With the celebrity-driven celery juice boom now mostly over, celery markets have leveled off, with Oxnard and Coachella Valley pricing returning roughly the levels before the 2019 spikes.

“It seemed to peter out a little bit here already after the first of the year,” said Danny Pereira, a Ventura County vegetable grower. “I don’t necessarily know if demand is off or if volumes are up. It just seems to be that there’s just a little more celery out there right now compared to last year.”

As for this season, Pereira said the holidays brought decent demand and good prices. Harvest typically starts in late October or early November.

Pereira, immediate past president of the Farm Bureau of Ventura County and chairman of the Celery Research Advisory Board, described the 2019 celery season as “phenomenal” in the wake of an online health guru’s celery-juice recommendation last spring and subsequent celebrity endorsements.

Last April, cartons of conventional celery from Oxnard sold for as much as $70 while organic brought $75, according to the U.S. Department of Agriculture. As of Jan. 6, Oxnard conventional celery was selling for $10.15 to $15.56 and organic for $18.50 to $18.85.

“There still seems to be demand for celery,” Pereira said. “I don’t think it was necessarily a fad, but you know, when something new starts out and it just gets a lot of publicity, I think it really takes off from that. I think that’s kind of calmed down a little bit.”

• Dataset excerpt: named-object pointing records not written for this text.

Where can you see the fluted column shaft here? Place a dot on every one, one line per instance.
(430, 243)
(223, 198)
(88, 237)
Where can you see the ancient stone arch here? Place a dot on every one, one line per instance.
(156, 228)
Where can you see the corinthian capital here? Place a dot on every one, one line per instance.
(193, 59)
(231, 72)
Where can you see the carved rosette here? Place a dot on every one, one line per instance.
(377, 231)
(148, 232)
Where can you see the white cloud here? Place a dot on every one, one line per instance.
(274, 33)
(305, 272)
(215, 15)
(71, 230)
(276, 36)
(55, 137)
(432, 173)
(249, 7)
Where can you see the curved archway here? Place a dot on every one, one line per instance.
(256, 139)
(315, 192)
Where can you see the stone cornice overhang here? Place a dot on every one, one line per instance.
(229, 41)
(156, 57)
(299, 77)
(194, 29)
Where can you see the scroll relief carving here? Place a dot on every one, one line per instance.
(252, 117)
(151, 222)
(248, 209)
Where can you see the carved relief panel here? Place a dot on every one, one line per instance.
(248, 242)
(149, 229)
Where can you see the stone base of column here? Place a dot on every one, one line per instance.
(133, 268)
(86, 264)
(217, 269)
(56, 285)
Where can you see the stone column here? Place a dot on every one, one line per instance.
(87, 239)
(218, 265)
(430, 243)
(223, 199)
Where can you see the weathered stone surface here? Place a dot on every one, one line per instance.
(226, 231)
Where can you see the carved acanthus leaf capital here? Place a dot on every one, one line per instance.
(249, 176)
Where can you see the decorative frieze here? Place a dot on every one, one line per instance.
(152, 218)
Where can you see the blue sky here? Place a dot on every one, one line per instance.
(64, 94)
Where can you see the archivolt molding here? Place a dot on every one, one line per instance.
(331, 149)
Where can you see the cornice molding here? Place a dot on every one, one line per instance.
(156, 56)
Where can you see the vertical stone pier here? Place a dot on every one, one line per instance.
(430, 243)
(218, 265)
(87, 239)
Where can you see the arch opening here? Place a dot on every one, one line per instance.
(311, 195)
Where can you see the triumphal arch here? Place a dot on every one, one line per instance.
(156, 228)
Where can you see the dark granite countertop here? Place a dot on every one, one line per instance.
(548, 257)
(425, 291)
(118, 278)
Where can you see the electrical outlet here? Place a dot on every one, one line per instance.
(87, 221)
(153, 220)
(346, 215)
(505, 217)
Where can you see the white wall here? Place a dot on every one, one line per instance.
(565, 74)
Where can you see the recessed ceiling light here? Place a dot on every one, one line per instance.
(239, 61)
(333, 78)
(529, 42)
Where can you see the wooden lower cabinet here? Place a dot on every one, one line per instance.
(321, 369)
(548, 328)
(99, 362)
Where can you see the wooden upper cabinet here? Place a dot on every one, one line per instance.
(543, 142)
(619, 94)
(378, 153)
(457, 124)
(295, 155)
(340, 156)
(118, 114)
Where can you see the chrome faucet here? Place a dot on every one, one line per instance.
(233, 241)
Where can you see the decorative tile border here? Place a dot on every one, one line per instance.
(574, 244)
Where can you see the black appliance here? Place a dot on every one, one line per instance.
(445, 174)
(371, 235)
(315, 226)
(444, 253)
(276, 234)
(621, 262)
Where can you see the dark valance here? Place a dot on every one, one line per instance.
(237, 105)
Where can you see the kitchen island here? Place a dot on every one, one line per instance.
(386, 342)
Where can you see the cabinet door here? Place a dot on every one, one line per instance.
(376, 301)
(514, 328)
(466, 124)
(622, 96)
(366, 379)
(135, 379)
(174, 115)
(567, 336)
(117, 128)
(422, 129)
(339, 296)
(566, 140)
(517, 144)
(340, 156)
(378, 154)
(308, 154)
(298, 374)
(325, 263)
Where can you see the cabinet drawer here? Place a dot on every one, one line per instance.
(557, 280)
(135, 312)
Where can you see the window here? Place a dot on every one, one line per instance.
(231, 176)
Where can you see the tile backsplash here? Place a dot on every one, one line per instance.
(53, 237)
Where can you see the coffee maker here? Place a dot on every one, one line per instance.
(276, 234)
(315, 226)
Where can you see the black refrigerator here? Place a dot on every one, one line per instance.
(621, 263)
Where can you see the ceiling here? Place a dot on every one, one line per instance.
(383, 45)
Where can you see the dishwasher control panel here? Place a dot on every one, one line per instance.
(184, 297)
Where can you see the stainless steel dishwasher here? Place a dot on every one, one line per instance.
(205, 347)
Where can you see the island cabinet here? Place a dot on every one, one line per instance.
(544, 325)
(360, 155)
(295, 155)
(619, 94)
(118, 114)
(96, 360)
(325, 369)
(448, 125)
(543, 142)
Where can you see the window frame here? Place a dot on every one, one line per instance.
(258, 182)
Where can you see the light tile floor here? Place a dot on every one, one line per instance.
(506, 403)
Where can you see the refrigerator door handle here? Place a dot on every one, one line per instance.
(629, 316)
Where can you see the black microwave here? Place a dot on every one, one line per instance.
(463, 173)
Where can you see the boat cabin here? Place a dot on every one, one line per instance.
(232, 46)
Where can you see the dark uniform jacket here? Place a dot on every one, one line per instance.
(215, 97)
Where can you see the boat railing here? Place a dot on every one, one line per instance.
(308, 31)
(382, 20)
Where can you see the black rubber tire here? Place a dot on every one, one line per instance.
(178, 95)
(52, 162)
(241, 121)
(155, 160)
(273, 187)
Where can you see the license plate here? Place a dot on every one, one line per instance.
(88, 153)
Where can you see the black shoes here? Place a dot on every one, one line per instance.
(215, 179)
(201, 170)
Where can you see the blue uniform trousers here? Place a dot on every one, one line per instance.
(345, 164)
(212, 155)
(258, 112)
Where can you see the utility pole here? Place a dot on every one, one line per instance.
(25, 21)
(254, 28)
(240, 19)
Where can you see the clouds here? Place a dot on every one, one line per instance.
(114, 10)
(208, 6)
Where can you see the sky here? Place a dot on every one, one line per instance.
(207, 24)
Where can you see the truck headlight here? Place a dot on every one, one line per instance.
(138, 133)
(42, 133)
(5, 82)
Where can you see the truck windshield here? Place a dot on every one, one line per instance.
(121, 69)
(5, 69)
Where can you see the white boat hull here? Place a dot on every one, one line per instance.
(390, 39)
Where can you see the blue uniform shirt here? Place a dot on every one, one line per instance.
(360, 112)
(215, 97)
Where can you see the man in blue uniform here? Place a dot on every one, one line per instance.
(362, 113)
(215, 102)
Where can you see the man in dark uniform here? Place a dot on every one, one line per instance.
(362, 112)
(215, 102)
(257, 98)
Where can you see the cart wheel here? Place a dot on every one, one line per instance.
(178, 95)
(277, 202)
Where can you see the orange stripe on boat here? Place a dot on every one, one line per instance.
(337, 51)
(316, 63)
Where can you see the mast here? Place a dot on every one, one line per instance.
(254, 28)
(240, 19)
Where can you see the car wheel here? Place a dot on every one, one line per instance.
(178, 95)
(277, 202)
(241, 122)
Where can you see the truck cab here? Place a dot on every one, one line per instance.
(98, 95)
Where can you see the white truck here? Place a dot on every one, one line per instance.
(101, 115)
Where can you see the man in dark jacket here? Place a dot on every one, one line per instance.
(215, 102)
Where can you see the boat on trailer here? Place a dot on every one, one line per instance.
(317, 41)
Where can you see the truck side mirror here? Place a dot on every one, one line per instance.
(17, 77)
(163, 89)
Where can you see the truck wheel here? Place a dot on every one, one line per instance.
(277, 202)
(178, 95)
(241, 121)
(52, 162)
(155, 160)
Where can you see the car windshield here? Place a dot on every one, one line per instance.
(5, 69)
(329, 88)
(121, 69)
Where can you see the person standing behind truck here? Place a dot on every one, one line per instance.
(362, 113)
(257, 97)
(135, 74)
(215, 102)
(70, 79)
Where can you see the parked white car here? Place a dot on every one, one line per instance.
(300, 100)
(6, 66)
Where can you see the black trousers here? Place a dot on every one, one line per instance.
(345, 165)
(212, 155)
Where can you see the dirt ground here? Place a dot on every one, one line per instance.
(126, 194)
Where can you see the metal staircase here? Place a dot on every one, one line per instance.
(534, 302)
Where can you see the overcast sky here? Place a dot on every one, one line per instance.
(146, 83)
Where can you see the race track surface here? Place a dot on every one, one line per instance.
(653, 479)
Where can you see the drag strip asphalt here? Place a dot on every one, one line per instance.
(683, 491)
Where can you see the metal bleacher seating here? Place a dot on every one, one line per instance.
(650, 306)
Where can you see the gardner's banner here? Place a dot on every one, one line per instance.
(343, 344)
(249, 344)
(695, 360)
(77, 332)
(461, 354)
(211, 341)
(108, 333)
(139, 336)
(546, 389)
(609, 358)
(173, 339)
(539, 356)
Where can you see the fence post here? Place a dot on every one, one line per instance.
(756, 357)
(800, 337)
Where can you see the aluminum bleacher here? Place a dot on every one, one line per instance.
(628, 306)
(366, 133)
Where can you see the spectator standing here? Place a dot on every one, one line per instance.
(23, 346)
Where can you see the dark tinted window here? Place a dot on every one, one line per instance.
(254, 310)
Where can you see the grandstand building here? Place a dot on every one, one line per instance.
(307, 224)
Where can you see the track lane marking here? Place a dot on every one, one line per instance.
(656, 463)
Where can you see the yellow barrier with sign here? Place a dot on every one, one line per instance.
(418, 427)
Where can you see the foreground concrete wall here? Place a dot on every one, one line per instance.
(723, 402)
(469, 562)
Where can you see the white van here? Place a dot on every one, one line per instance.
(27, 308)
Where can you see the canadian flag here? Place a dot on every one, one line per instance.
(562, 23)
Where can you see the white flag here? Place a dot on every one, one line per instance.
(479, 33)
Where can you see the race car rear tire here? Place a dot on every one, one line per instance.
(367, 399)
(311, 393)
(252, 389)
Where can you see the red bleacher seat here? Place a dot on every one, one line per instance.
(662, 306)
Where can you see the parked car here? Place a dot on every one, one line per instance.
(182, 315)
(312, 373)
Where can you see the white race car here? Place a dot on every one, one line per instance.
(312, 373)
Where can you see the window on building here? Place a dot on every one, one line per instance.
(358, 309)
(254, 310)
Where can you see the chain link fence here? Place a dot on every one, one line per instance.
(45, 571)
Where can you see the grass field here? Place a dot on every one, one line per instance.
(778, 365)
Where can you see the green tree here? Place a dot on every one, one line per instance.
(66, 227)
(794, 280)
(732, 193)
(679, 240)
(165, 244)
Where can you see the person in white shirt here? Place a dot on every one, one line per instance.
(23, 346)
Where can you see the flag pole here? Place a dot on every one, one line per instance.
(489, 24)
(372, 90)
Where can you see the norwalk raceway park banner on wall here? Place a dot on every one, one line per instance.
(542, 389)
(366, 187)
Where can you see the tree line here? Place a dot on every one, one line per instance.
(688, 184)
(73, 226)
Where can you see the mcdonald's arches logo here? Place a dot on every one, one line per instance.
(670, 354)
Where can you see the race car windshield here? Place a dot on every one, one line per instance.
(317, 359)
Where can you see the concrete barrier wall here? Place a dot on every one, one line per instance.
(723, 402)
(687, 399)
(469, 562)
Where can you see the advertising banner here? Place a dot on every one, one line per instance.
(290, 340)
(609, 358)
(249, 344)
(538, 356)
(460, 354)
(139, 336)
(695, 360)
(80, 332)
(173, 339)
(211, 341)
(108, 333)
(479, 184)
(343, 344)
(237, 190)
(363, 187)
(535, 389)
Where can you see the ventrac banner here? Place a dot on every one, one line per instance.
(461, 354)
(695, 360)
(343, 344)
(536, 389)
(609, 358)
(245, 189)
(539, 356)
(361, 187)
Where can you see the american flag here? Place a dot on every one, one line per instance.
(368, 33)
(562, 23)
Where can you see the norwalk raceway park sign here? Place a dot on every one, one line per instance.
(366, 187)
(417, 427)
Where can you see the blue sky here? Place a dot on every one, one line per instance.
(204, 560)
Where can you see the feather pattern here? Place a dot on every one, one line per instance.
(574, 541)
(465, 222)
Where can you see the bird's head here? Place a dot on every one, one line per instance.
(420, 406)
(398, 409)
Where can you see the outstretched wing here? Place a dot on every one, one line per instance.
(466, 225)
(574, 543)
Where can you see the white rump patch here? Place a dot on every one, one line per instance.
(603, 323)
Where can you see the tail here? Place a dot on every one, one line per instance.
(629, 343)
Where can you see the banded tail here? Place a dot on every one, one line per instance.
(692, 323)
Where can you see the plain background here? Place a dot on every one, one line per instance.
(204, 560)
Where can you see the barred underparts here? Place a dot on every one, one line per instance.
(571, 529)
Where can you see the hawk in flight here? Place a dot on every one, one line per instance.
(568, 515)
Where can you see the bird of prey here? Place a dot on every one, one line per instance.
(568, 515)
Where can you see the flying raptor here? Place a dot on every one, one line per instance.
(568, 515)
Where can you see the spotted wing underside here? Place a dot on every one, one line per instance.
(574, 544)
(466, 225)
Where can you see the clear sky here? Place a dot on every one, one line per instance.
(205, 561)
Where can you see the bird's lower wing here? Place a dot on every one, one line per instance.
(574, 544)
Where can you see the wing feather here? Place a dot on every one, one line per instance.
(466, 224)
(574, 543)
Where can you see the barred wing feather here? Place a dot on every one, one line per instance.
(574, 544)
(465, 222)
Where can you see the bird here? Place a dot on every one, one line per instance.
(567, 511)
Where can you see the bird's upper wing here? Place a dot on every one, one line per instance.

Dean Diefenthaler, vice president of Western operations at Duda Farm Fresh in Oxnard, made the same observation. “We’re not seeing that this year, to the extent that we saw last year,” Diefenthaler said. “We seem to have a more normal stream and pricing.”

California farmers harvested 28,300 acres of celery in 2018, according to the USDA. The crop was valued at $424.5 million. Numbers for 2019 are still being compiled. Ventura and Monterey counties accounted for roughly three-quarters of the 2018 crop, with 12,151 and 9,382 acres respectively, according to county crop reports.